И в больнице не отпускаю. А она все смотрит. И ее спрашивают о чем-то, щупают, смотрят. А потом ее увозят. Я стою перед стеклянной дверью и смотрю, смотрю, смотрю. Плахин батя появляется нескоро. Уводит меня с собой. Чаю наливает.
— Все хорошо, Крис. Тебе поспать нужно. Ночь на дворе.

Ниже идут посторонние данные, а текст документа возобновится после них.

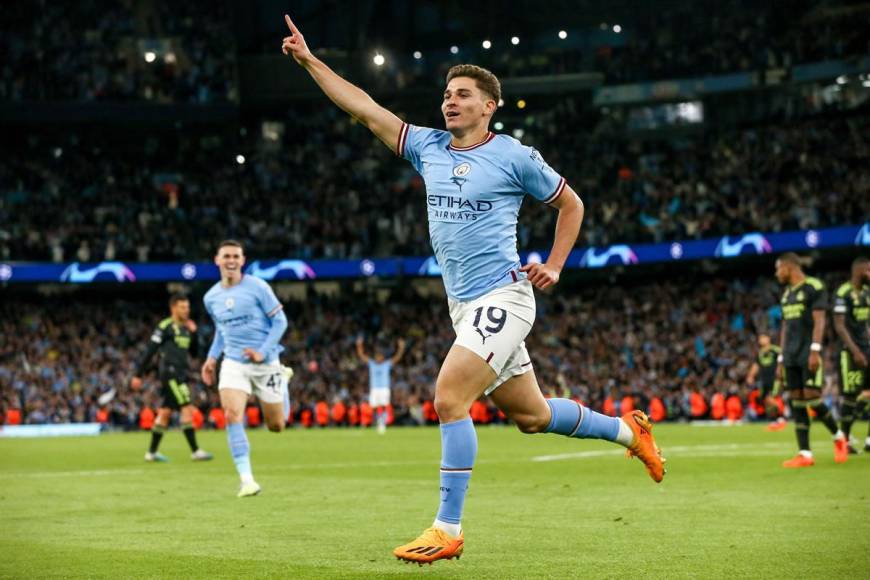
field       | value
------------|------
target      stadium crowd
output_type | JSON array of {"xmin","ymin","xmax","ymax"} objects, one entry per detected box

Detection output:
[
  {"xmin": 0, "ymin": 0, "xmax": 870, "ymax": 103},
  {"xmin": 0, "ymin": 109, "xmax": 870, "ymax": 262},
  {"xmin": 0, "ymin": 274, "xmax": 860, "ymax": 428},
  {"xmin": 0, "ymin": 0, "xmax": 238, "ymax": 104}
]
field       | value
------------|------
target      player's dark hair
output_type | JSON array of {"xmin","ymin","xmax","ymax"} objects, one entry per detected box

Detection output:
[
  {"xmin": 447, "ymin": 64, "xmax": 501, "ymax": 103},
  {"xmin": 169, "ymin": 292, "xmax": 190, "ymax": 308},
  {"xmin": 778, "ymin": 252, "xmax": 813, "ymax": 268},
  {"xmin": 216, "ymin": 240, "xmax": 245, "ymax": 254}
]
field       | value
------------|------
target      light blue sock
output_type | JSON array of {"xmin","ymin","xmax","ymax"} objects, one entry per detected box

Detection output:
[
  {"xmin": 284, "ymin": 389, "xmax": 290, "ymax": 425},
  {"xmin": 544, "ymin": 399, "xmax": 621, "ymax": 441},
  {"xmin": 436, "ymin": 417, "xmax": 477, "ymax": 524},
  {"xmin": 227, "ymin": 423, "xmax": 251, "ymax": 477}
]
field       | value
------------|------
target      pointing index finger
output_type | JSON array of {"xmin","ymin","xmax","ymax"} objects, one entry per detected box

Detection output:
[{"xmin": 284, "ymin": 14, "xmax": 299, "ymax": 34}]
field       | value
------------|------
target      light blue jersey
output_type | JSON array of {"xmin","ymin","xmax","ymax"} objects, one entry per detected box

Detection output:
[
  {"xmin": 203, "ymin": 275, "xmax": 287, "ymax": 363},
  {"xmin": 369, "ymin": 358, "xmax": 393, "ymax": 389},
  {"xmin": 397, "ymin": 123, "xmax": 565, "ymax": 301}
]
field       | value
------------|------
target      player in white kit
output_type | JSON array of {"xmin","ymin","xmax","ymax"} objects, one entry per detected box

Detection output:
[{"xmin": 282, "ymin": 16, "xmax": 664, "ymax": 564}]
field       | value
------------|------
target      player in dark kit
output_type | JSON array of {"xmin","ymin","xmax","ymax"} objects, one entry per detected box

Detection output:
[
  {"xmin": 130, "ymin": 294, "xmax": 213, "ymax": 462},
  {"xmin": 834, "ymin": 257, "xmax": 870, "ymax": 454},
  {"xmin": 776, "ymin": 252, "xmax": 848, "ymax": 467},
  {"xmin": 746, "ymin": 333, "xmax": 785, "ymax": 431}
]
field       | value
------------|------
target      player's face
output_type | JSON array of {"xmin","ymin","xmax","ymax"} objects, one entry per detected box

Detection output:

Тетенька какая-то меня переодевает, растирает чем-то вонючим. Становится жарко. А Печенька как? Я же ее спас. Почему Плахин батя молчит? Ничего не говорит о ней. Меня укладывают на диван, накрывают одеялом.
Я смотрю на него.
— Я ее спас, – шепчу. — Я же спас ее?
— Спас, – улыбается Плахин батя. — Ты ее спас. Она будет жить.
И я засыпаю, улыбаясь почему-то. Я ее спас. Я спас свою Печеньку…
Я просыпаюсь от шума: что-то гремит, тарахтит. Открываю глаза. На столе горит лампа. И никого. Сажусь, вытянув ноги. Улыбаюсь. Немного покалывает в пальцах – спал неудобно, но зато впервые за эти недели хорошо. Вывернутая нога забинтована и не болит совсем. И тепло. А на столе бутерброды с колбасой и сыром на тарелке. Беру один. Откусываю и зажмуриваюсь. Как вкусно! И чай, хоть и холодный, но сладкий-сладкий. Не замечаю, как тарелка и чашка пустеют.
— О, проснулся? – в дверях появляется Плахин батя. Злой. Я первый раз вижу его таким. И мне вдруг становится холодно. И уже знакомое желание сбежать подталкивает с дивана.
Но он останавливает одним взглядом. Опускаю глаза в чашку, где еще плавают чаинки.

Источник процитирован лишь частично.